How to know what causes improvement (Paramchange vs Randomness)

Hallo guys,
in order to reproduce my training and in order to better understand how certain parameterchanges e.g. learning rate, wd, pcl_start, slicing etc. effects the training process and the metric, it is important to set all the random seeds.

However, I tried:
1:
import torch
torch.manual_seed(42)
torch.backends.cudnn.deterministic = True
torch.backends.cudnn.benchmark = False
2: set_seed(42)
3. np.random.seed(42)

Nothing seems to help, as I get varying results for:

[1] pets = DataBlock(blocks = (ImageBlock, CategoryBlock),
get_items=get_image_files,
splitter=RandomSplitter(seed=42),
get_y=using_attr(RegexLabeller(regex_pat), ‘name’),
item_tfms=Resize(460),
)

[2] dls = pets.dataloaders(path/“images”)

[3] learn = cnn_learner(dls, resnet34, metrics=error_rate, model_dir="/tmp
/model/")
[4] learn.fit_one_cycle(1, 0.004)

What shall I do in order to repeat fit_one_cycle with the same error_rate?

Hint:
I read in another post, that I shall set num_walkers = 0, yet there is no num_walkers param to be set in the new Datablock class.

—> I should mention that I use fastai2 on paperspace

1 Like

Hello, I recently had this issue as well.

May I ask, are you setting your random seed in every cell that you want to reproduce the results of?

Until recently, I did not know that you have to set the seed in every cell, and thought that setting it once at the top of the notebook was sufficient. I was wrong, and now any time I do a test/train/validate split or anything else that is random, I set the seed in that specific cell.

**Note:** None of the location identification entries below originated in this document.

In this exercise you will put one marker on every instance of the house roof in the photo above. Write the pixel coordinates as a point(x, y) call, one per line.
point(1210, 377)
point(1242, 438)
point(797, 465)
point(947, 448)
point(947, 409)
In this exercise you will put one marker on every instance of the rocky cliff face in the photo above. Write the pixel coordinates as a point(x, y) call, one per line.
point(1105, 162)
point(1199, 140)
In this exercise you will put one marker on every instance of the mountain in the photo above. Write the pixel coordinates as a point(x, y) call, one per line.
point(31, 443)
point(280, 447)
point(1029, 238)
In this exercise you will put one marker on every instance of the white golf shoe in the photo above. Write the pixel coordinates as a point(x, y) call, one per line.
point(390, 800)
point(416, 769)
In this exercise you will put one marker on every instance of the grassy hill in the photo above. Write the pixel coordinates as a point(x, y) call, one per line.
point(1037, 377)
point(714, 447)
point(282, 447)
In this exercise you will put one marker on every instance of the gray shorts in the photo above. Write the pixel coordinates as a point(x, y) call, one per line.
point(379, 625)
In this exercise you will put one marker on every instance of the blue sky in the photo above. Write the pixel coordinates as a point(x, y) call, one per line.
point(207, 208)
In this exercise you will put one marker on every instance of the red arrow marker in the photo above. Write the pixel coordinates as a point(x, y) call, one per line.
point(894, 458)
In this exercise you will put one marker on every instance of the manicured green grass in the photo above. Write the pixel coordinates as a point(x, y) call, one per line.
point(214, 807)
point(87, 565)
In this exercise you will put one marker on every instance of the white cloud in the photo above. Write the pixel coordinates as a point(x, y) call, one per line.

I hope this helps :slight_smile:

Hi wcneill,
today I found out that I must set the seed in every cell,
however even if I rerun the Notebook from top to bottom the results change.

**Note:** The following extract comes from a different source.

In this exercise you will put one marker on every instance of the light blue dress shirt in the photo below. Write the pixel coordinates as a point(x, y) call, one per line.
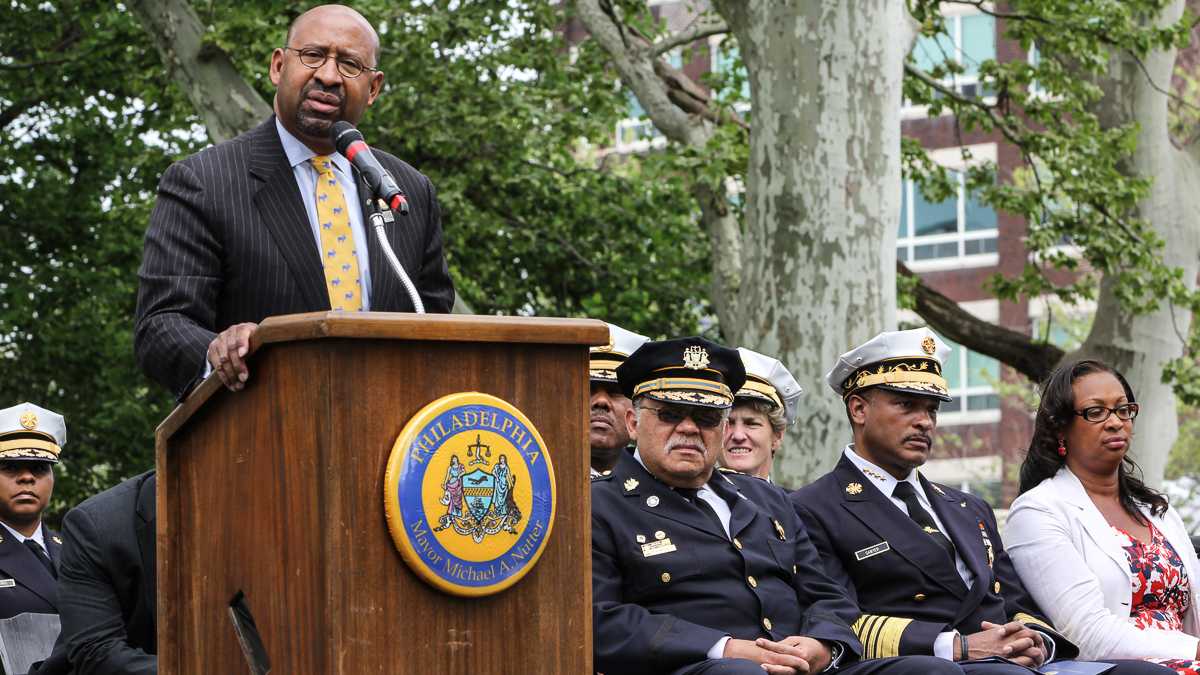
point(299, 156)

Could you share and example notebook? Just to see what you are doing differently.

Hi AMusic, sure. I’m very much a beginner, so don’t judge too harshly!

Here is a notebook where I experimented with a few different ways of filling in missing data, or adding new features to the titanic data-set. Each time I tried something new, I wanted to test the results on the exact same train/validate/test set.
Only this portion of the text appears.